In this paper, the system uses the finger vein static short-term video as the data source for in vivo detection. There is blood flow within the superficial subcutaneous vein, and there will be slight expansion and contraction, leading to slight changes in the absorption rate. During angiographic imaging, when near-infrared (NIR) light penetrates a vein, there is a slight grayscale change in the vein area, which can be detected using video image processing methods [
28,
29], and when there is no fluid flow through the ‘blood vessel’ in the prosthesis, there will be no grayscale change in the vein area. However, the slight grayscale transformation will be submerged in the speckle noise of near-infrared angiography. In order to solve this problem, this paper proposes an artificial shallow feature extraction with a deep learning model for finger liveness detection. The flow chart of this system is shown in
Figure 1. The first step is to obtain a short-duration static finger vein video. The next step is vein area segmentation, which belongs to the preprocessing. The third step is to select and cut out small blocks on the edge of the vein. The fourth step is to construct the MSTmap for these sorted small blocks. The fifth step is training the proposed Light-ViT model with the MSTmap. The last step is to output the result of liveness detection.
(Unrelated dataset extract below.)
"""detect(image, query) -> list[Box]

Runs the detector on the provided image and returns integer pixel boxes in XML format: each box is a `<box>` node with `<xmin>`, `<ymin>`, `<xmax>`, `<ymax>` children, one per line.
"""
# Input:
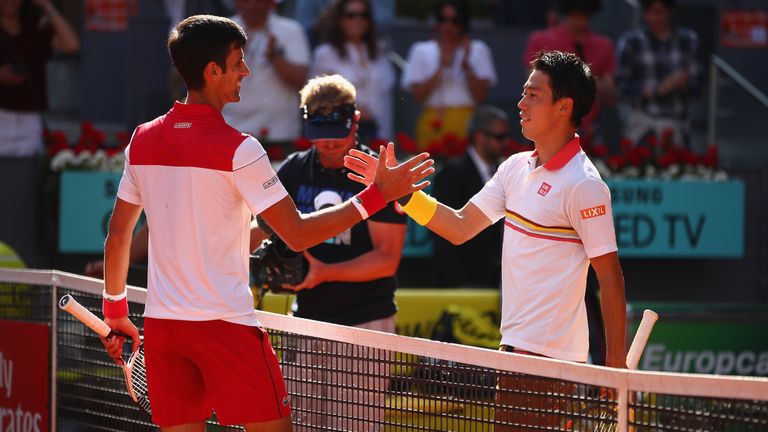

When a user places their finger between the light source of the device and the viewing window, the image grabber starts capturing the image of the finger vein. In this process, the controller constantly monitors and analyzes the quality of the captured image, and it quickly adjusts the light intensity of the light source according to the changes in the brightness, contrast, and other parameters of the image, so that the brightness and clarity of the captured image are always kept within the preset range. The application of intelligent control can be quickly adjusted according to the actual situation to ensure that the qualities of the captured images are similar, thus improving the recognition accuracy and stability of the equipment.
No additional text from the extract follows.